Overworked Querrey tires out at French

It's a learning process, professional sports. And learning about tennis is not just about how to hit a ball. It's about learning to deal with coaches, agents, and especially your travel schedule. Sam Querrey has been learning about all that these past eight weeks in Europe and he still hasn't quite got a grip of it.

Which is why the No. 18 seed will be on a plane home to California after being upset by fellow American Robby Ginepri 4-6, 7-6, 6-4, 6-2 in the first round of the French Open on Tuesday. Querrey, after winning an ATP title in Belgrade and generally playing well on the red clay as he travelled round Europe with his buddy John Isner, simply lost the plot. He got fed up, said he didn't want to be out there. No chance of winning in that frame of mind.
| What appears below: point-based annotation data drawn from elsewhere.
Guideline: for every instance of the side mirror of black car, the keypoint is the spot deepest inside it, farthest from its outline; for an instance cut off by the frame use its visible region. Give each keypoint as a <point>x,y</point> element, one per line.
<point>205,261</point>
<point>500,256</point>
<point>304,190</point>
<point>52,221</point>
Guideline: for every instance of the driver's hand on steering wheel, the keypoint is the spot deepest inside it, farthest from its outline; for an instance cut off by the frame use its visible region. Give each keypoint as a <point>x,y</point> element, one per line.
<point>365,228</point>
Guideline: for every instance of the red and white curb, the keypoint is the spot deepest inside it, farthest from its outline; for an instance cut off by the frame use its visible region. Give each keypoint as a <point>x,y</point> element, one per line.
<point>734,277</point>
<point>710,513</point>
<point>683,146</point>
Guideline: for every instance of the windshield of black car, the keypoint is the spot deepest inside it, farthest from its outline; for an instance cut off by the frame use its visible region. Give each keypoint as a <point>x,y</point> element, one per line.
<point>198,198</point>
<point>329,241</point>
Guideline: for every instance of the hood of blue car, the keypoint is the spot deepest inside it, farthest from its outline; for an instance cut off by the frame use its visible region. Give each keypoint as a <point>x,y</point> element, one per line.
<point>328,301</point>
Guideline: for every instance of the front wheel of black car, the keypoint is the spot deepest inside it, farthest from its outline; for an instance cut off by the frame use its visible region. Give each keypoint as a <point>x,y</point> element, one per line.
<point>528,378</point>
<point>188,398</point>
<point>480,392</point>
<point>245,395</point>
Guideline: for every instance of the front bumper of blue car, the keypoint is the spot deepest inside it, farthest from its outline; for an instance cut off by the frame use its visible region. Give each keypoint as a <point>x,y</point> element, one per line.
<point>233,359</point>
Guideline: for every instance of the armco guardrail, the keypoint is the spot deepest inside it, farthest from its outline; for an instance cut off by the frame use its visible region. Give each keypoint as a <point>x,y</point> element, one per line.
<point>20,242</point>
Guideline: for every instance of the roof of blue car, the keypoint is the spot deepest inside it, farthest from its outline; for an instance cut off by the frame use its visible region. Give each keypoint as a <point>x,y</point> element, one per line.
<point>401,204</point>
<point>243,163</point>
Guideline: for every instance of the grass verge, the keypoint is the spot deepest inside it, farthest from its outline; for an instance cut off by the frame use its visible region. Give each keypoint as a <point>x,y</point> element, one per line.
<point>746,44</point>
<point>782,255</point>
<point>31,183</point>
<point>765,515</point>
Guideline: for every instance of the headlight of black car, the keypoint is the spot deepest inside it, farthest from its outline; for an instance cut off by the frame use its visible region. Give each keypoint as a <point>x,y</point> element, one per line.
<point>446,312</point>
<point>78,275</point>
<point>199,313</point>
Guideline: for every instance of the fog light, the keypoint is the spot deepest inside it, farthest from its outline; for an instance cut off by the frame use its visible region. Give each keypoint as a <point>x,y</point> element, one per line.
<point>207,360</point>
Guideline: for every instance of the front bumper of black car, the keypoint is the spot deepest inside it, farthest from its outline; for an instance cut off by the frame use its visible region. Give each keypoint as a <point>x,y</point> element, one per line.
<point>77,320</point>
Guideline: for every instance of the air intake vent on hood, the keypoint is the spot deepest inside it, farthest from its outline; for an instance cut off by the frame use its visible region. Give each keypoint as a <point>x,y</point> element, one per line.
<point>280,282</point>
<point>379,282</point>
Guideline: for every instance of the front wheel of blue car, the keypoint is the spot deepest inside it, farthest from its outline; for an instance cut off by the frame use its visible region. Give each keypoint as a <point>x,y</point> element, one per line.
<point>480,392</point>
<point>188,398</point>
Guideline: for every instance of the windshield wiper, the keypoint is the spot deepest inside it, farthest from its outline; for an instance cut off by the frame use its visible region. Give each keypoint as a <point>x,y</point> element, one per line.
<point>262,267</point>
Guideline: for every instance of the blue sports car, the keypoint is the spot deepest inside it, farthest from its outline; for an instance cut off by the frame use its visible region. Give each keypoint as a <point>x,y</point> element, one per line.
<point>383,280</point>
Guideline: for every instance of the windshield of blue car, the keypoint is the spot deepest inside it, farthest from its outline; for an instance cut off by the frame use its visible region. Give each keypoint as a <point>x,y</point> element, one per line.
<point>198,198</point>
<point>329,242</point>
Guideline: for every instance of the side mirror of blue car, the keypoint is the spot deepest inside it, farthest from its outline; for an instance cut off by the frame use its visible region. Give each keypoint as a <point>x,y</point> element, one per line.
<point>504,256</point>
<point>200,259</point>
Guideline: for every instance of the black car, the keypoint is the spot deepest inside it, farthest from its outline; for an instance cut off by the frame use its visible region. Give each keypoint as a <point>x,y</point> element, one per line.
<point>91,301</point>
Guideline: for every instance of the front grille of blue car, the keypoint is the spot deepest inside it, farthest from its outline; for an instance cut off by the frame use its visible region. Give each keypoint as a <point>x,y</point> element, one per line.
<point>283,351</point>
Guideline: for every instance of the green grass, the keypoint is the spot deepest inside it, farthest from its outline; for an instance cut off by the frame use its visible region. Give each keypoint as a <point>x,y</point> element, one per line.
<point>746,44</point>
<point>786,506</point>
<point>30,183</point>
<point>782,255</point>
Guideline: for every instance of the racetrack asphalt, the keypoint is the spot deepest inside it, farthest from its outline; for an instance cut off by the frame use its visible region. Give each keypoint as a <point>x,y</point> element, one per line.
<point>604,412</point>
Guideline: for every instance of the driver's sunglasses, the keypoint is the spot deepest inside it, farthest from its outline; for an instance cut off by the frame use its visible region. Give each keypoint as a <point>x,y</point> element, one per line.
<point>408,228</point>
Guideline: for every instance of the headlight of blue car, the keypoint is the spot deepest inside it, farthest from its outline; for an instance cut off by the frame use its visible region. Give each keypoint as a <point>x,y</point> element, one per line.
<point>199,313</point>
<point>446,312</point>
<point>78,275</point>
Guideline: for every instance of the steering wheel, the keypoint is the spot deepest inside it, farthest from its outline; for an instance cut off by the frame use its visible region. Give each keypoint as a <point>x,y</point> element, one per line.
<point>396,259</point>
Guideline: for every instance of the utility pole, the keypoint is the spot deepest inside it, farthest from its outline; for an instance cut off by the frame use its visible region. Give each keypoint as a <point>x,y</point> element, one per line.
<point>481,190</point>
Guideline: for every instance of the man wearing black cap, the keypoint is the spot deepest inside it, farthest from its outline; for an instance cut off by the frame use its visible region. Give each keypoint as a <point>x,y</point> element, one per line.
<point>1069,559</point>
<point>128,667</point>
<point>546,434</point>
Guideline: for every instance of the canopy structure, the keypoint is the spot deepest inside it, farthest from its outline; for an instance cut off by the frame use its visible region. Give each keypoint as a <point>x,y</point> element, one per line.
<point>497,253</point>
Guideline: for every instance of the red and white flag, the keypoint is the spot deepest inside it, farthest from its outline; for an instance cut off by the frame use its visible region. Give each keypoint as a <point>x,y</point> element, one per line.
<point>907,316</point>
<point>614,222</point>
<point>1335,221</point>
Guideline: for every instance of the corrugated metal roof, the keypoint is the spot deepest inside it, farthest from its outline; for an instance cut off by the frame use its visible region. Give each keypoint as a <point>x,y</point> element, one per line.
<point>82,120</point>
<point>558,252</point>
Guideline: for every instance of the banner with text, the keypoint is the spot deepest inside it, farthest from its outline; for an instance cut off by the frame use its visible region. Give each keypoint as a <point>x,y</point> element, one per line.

"I just got tired," he said, looking it. "Mentally not there. Just did not enjoy myself out there. It's been like that on and off for like a while. So I'm going home tomorrow."

Presuming Querrey carries out his threat, Isner will find himself out of the doubles because he won't have a partner. And they were seeded 12th. There are those who will criticize Querrey for not being professional, and he probably won't mount much of a defense.

"I've not been a professional, you know, on and off for the last few months," Querrey said. "You're out there facing one opponent. You don't want to face the opponent and myself. I just need to get it together mentally in my head. You know, right now I'll be enjoying it and as soon as one thing goes wrong, I'm done. My coach thinks I'm a little tapped out."

His coach, David Nainkin, is right. Querrey is not the first American to find Europe a difficult travel destination. It's all too different. There may be a Starbucks on every corner now, but it's not enough.

Ginepri is sympathetic: "I've been over here for five, six weeks straight in the past and having played the French, just like Sam did, I was just burnt out," he said.

Andy Roddick knows all about it, too. But he's an old hand at this now and his circumstances this year have been completely different. He took time off to be with his wife after Miami, got sick in Madrid and came into Paris with no competitive match practice. Which is why he struggled big time to overcome the veteran Finn, Jarkko Nieminen, eventually clinching a hard-fought victory 6-2, 4-6, 4-6, 7-6, 6-3.

"It wasn't pretty," Roddick admitted with typical candor afterwards. "There was a lot of ugliness out there today. He was hitting huge balls and taking loads of chances and the stats would suggest that both us played a pretty high level, more winners than unforced errors. Just managed to come back in the end, fighting and believing."

That's what Querrey was not able to do. But Roddick was not about to criticize the young man who, along with Isner, has stepped into his Davis Cup shoes.

"I think before I comment on hearsay and whatever is being interpreted, I'll probably address it with Sam if I talk to him," Roddick said. "You know, it's tough for him because when he's in the States he plays really well when he plays a lot. He can play a lot. But, you know, you learn. I feel like I have a better grasp of my schedule now than I did when I was 21 or 22. He'll learn."

Meanwhile, there was every indication that French tennis has found another star. Gianni Mina didn't win. In fact, according to the score, he got demolished by Rafael Nadal in front of a packed Court Suzanne Lenglen as the rain clouds started to gather. But, in this instance, the 6-2, 6-2, 6-2 score lies.

Nadal was made to work his socks off by an 18-year-old who struck the ball with tremendous power and wonderful rhythm. On more than half a dozen occasions he simply outhit and outmaneuvered the four-time Roland Garros champion, and that is not an easy thing to do -- for anybody.

Mina is ranked No. 655 in the world and was playing in his first Grand Slam singles draw. His experience on the ATP tour is virtually zero, but he earned his wild card by winning the Orange Bowl in Key Biscayne last December. I watched some of his matches that week and thought he was good. But I didn't realize he was this good.

Nadal, ever the perfectionist, was more fussed about his own game than that of his opponent.

"I played poorly because I made a lot of unforced errors," he said. "Ball wasn't doing what I wanted it to do. I didn't play well. That's the truth."

Nadal admitted to being a bit nervous and stressed: "The first round is always difficult in this tournament."

When pressed, Nadal did admit that young Mina should have a bright future.

"I think he's a good player," he said. "I think he can play well in the future, but you never know. He has good potential because he has good serve and he's fast. That's very important. When you are 18 and you can play, for sure he has good chances to be on the tour very soon."

And when he finds opponents just a little less dominating that Nadal, Mina will progress.